Martedì 12 mi giunge una e-mail di Marco Travaglio. Asserisce di trovarsi in Marocco, che gli hanno rubato portafogli e telefono e di essere sottoposto a un ricatto avendo tradito la moglie con una minorenne: e foto hard potrebbero esserle ostese. Richiede pertanto un urgente soccorso fraterno. Lo stesso giorno coloro che si trovano sulla rubrica della mia posta elettronica ricevono da me lo stesso tipo di messaggio.  Se Marco e io andassimo con minorenni non lasceremmo tracce; e chi mi conosce sa quanto sia restio a muovermi da Napoli. A novembre bussavo analogamente a denari dalla Costa d’Avorio. Qualche coglione ha persino abboccato, e in alcuni casi, mosso a pietà (pretendevano il mio ringraziamento…), li ho ristorati del danno dovuto solo alla loro stupidaggine.

   Ho scritto più volte di non essere per principio contrario a “internet”. È uno strumento neutro, che può essere utile a chi, dotato di intelligenza e cultura, se ne serve e non ne è schiavo. Ma il livello attuale di alfabetizzazione, e di nozioni possedute, è così basso che la gran massa ne è dominata. Dal piano politico a quello ideologico se ne può fare quel che si vuole, le si può far credere qualsiasi cosa: dalla terra piatta all’imminente fine del mondo con ritorno del Cristo Giudice al fatto che l’Aids non esiste. Perciò truffe siffatte sono ignobili: troppo facili, non implicano alcun rischio per chi le commette.

   La truffa vera è un’arte: e il truffatore, se è un artista, va profondamente rispettato. Due fra i più bei films della storia lo isegnano: Totòtruffa, di Camillo Mastrocinque, con Totò, Nino Taranto, Ugo D’Alessio e Luigi Pavese, e Come rubare un milione di dollari e vivere felici, di quell’altro genio ch’è William Wyler, con Audrey Hepburn, Peter ‘O Toole, Hugh Griffith e Charles Boyer. Nei romanzi di Thackeray e Dickens è raccontato il duro tirocinio londinese alla truffa e al furto, compresa la paideia fatta a bambini dello sfilo dei fazzoletti. Questo oggi sarebbe impossibile perché quasi tutti adoperano schifosi pezzettini di carta.  In Balzac la serie di truffatori è amplissima, e questo Maestro mostra che il successo rappresenta la loro consacrazione: più riesci a rubare, più in alto sei nella scala sociale.

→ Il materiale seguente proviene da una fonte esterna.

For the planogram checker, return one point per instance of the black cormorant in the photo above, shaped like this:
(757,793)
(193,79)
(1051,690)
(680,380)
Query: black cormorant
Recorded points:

    Qualche anno fa fui vittima di un ingegnoso raggiro. Uscivo a Milano da un albergo di Corso Venezia, quasi ai Bastioni. Vengo avvicinato da un negro di mezza età, distintissimo. Mi chiede, in ottimo francese, se parlo questa lingua. Alla mia risposta affermativa, mi spiega di essere un medico laureato in un paese centrafricano e di essere iscritto a un’università italiana per riottenere la laurea da noi non riconosciuta. Esibisce documenti. Gli serve un aiuto per le spese di segreteria. Io ero del tutto affascinato. C’era un bancomat a pochi metri. Il massimo che potessi ritirare erano mille euro. Quando egli mi chiese se non vi fosse modo di trovarne altri mille, compresi di trovarmi di fronte a un simulatore: il quale aveva fatto lo sforzo di informarsi – e come? - su chi io fossi, sulla mia conoscenza del francese, sulla mia disposizione d’animo. Che volete? Dovevo denunciarlo? Il pover’uomo avrà avuto certo anche un palo (e dove: in albergo? alla Scala?) da compensare. Gli lasciai i mille euro, gli strinsi la mano e gli feci gli augurî. “Ecco un artista!”, grida Tosca quando Cavaradossi cade sotto le finte pallottole. Solo dopo si accorgerà ch’erano vere, e che ella a sua volta era stata truffata da quel genio di Scarpia, inutilmente pugnalato.